If I was given the choice of a simple life free from troubles or a complex life filled with good works, I would choose the simple life. I’d like to live a quiet and peaceful life with my wife, out in the country, with little financial pressure. I feel, however, that this is not an option for me and that I must live a complex life for the sake of good works working to accomplish challenging goals for the benefit of others that brings upon me great stress. This is a dilemma I wrestle with every day and I don’t know whether I respond to it rightly or not. It will likely torment me until I die.

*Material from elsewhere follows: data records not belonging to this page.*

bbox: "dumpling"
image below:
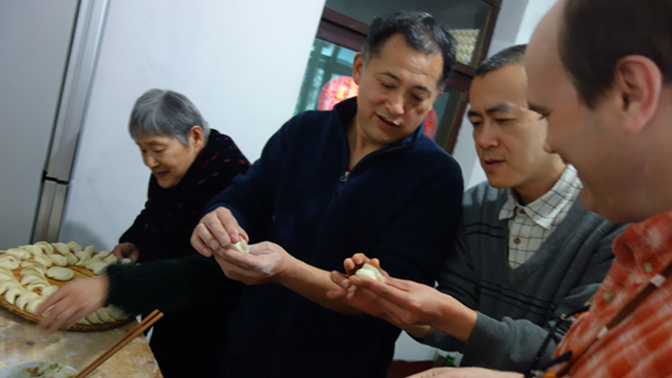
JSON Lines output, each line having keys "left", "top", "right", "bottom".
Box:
{"left": 105, "top": 305, "right": 128, "bottom": 320}
{"left": 354, "top": 263, "right": 385, "bottom": 283}
{"left": 0, "top": 256, "right": 20, "bottom": 270}
{"left": 5, "top": 248, "right": 31, "bottom": 260}
{"left": 26, "top": 281, "right": 49, "bottom": 292}
{"left": 0, "top": 280, "right": 19, "bottom": 295}
{"left": 34, "top": 241, "right": 54, "bottom": 255}
{"left": 77, "top": 317, "right": 91, "bottom": 325}
{"left": 49, "top": 254, "right": 68, "bottom": 267}
{"left": 20, "top": 266, "right": 46, "bottom": 276}
{"left": 51, "top": 242, "right": 70, "bottom": 255}
{"left": 75, "top": 248, "right": 94, "bottom": 266}
{"left": 229, "top": 239, "right": 249, "bottom": 253}
{"left": 25, "top": 296, "right": 46, "bottom": 314}
{"left": 85, "top": 311, "right": 103, "bottom": 324}
{"left": 20, "top": 274, "right": 48, "bottom": 286}
{"left": 46, "top": 267, "right": 75, "bottom": 281}
{"left": 5, "top": 285, "right": 26, "bottom": 304}
{"left": 40, "top": 285, "right": 59, "bottom": 298}
{"left": 0, "top": 271, "right": 15, "bottom": 283}
{"left": 67, "top": 241, "right": 82, "bottom": 253}
{"left": 15, "top": 291, "right": 39, "bottom": 311}
{"left": 102, "top": 255, "right": 118, "bottom": 265}
{"left": 28, "top": 255, "right": 52, "bottom": 268}
{"left": 90, "top": 262, "right": 108, "bottom": 276}
{"left": 96, "top": 308, "right": 115, "bottom": 322}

I feel a similar way about the apparent paradox between faith and science. One the one hand, I would like to be a simple, trusting believer who lives content with the testimony of Sacred Scripture and the dogma of the Church. Then, I feel a responsibility to answer the criticisms of “naysayers” and give a defense for the faith, which requires that I take up complex studies and arguments. I investigate and discuss complex issues like evolution, atomic theory, abortion, homosexuality, archaeology, hermeneutics, etc. I don’t want to; I feel like I have to.

Today, as I was walking, I thought of an argument to support complex learning and reasoning.

Normally, when I am annoyed by learning, it is because I am required to research something I don’t presently know much about, and it’s difficult. I’d like to imagine a Christianity where what I know is all that needs to be known.

However, what I know today I did not know when I was 28 years old. Would I prefer to live as a Christian with my knowledge at age 28 or with the much more complex knowledge I have today?

I would prefer to have my current knowledge.

Therefore, today, if I think of the knowledge I currently have compared to the knowledge I will likely have when I’m 68 years old, would I rather have that knowledge at 68 or my current knowledge? Certainly, that knowledge.

Therefore, the complexity of scientific learning is to be desired because the aversion to it is unreasonable. We are inclined to be averse to it not because it is useless or unnecessary, but because it is uncomfortable and may be very difficult. Thinking that our current knowledge is all that we need is as reasonable as thinking that my 28 year old knowledge is all that I need today.

At 28, I was an Anglican. I didn’t pray the Rosary. I didn’t attend Mass. I didn’t understand these things and I would never want to live without this knowledge. It was not easy to begin attending Mass or learning to pray the Rosary and it would have been convenient to say, at 28, “I don’t need to learn anything I don’t already know.”

Scholarly controversies are annoying and difficult, but necessary.